2) trim this goat's hooves very regularly (like every other week) for that duration.
3) don't leave any side longer than the other; not the inside toe or the outside toe should be left longer (???)
4) and keep following the standard trimming practices; trimmed hooves close to parallel to the hairline, trimmed hooves flat and smooth to each other (as much as possible in this case), don't trim too deeply and get into the pink and blood veins, etc.

I could use some more clarification and advice. Thanks!!


----------



## Rex (Nov 30, 2008)

You should never leave one toe longer than the other. Sometimes you may need to trim "one side" of the toe longer for corrective trimming. As in, the foot turns out or in too much. But we are talking about both toes being done the same way.
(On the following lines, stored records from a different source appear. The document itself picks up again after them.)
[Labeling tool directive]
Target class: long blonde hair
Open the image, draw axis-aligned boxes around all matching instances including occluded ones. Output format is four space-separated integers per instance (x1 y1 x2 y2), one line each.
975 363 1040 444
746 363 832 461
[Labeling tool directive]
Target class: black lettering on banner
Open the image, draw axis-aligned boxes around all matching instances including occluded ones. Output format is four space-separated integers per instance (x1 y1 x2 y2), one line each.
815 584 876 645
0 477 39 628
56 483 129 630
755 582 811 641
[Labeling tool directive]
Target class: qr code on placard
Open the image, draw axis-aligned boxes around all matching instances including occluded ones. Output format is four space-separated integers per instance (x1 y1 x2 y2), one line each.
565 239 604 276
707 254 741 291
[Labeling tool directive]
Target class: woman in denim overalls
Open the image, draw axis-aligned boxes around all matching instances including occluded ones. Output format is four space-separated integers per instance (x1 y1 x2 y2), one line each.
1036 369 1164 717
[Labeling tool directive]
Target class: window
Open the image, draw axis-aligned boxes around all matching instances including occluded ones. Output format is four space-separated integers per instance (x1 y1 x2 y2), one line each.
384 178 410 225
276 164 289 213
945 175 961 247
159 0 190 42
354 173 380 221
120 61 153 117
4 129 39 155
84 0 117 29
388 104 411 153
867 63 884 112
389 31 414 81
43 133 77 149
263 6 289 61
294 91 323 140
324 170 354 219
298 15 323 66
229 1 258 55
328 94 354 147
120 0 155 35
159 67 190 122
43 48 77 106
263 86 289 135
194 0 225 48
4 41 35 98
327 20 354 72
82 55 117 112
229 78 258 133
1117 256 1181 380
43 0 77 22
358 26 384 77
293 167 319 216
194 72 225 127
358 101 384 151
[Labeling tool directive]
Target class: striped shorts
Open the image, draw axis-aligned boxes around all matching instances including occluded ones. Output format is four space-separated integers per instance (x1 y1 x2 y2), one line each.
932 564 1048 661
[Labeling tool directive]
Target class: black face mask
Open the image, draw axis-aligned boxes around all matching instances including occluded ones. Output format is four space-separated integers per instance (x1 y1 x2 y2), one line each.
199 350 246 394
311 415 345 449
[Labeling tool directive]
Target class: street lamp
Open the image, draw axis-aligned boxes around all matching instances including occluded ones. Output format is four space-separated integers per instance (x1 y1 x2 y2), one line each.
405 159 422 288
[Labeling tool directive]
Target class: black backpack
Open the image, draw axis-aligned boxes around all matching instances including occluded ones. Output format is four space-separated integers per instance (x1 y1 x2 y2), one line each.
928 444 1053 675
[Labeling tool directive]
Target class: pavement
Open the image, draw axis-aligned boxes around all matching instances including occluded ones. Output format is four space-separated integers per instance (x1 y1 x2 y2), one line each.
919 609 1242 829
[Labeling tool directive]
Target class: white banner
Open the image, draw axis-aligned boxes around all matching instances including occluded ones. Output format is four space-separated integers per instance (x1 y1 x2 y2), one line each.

Generally a goat rolls off the side of the foot because the heel is too long. Trim both toes as close to the pink as you can and trim them both the same height. Work hard to get the bottom parallel with the hairline and you should be able to straighten it out in a couple of trimmings.


----------



## wyowinds (Dec 31, 2009)

Thanks to sanhestar and Rex !!!
Your advice has been very helpful. I will be trimming this weekend and will definitely be using your advice.
Great forum... Thanks!


----------



## Saltlick (Jun 12, 2011)

Nice to have all this advice, my 3 1/2 yr old I bought about a month ago has the same problem on his hind feet. The person I bought him from hadn't trimmed his feet in some time, they were very long and crooked. He trimmed them the day I took him home, but they are still rolling. It concerns me. I'll keep trimming them and hope for the best.


----------



## ryorkies (May 4, 2010)

http://www.packgoatforum.com/viewtopic.php?f=23&t=1205
Here is the link to that wonderful discription on trimming
problem feet.


----------



## Saltlick (Jun 12, 2011)

Thanks, this is great! I'm going to have to look at his feet again carefully and give it a try.


----------